AI Legal Insights

This GST case law, Dharmendra M. Jani vs The Union Of India, addresses the constitutional validity of Section 13(8)(b) of the IGST Act, 2017. The Bombay High Court examined whether deeming intermediary services provided to overseas recipients as intra-state supply, and therefore subject to CGST/SGST, was permissible. The core issue revolved around potential violations of constitutional provisions and the IGST Act itself. This judgment has significant implications for businesses engaged in providing intermediary services to clients located outside India, impacting their GST obligations and compliance requirements.

This ruling provided relief to Indian service providers exporting intermediary services, preventing them from being subjected to CGST and SGST on transactions that should have been treated as zero-rated inter-state supplies. The decision impacts the taxability of various outsourcing services provided from India.

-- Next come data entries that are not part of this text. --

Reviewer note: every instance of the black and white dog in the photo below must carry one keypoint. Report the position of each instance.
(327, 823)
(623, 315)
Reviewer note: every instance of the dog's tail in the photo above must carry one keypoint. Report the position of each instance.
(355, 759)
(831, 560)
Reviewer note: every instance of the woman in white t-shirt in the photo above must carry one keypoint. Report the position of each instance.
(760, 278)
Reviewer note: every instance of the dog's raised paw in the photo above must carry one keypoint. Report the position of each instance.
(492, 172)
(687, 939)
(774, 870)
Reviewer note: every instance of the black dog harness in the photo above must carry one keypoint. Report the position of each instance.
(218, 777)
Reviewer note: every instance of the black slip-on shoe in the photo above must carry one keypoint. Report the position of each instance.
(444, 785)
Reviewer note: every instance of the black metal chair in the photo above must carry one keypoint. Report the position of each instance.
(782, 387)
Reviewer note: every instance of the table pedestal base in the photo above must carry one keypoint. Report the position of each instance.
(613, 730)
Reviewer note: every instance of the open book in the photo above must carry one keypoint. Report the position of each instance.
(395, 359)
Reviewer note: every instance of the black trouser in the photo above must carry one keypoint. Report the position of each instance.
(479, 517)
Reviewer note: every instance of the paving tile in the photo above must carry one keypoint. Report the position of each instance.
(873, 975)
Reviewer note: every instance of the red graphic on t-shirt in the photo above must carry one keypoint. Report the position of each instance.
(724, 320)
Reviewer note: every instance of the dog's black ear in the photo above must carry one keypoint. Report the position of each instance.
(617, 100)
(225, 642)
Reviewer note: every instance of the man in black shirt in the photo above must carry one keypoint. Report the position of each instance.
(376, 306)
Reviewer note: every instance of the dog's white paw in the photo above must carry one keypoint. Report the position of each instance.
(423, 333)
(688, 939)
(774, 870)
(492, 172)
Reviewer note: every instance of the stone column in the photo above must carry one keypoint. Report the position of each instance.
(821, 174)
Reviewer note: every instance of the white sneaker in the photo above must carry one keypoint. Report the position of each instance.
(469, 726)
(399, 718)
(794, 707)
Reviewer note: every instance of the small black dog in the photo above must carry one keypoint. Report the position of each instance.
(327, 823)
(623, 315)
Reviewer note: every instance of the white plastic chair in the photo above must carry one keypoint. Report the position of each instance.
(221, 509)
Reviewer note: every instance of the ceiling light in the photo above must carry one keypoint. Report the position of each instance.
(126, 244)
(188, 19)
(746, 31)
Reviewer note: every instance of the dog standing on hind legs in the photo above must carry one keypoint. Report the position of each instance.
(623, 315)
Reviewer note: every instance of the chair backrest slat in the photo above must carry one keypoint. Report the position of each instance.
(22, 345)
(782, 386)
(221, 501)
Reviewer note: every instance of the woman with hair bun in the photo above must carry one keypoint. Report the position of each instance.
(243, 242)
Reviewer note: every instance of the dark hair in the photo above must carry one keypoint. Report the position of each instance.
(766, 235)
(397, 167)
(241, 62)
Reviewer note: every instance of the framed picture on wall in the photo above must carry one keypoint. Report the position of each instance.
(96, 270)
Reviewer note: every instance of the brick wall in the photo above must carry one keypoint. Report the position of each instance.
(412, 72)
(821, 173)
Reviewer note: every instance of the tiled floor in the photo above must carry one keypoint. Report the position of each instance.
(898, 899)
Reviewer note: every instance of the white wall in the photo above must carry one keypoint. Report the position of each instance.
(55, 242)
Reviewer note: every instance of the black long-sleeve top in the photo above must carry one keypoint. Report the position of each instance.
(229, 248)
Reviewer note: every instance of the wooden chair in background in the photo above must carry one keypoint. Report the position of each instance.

  • Section 13(8)(b) of IGST Act held unconstitutional.
  • Intermediary services to foreign recipients cannot be taxed as intra-state supply.
  • The ruling impacts the place of supply rules for intermediary services.
  • The decision provides clarity on the taxability of export of services under GST.
  • Businesses providing marketing and promotion services to foreign clients benefit.

QIs Section 13(8)(b) of IGST Act valid?

The Bombay High Court declared Section 13(8)(b) of the IGST Act, 2017, which dealt with the place of supply for intermediary services, as ultra vires the IGST Act and unconstitutional.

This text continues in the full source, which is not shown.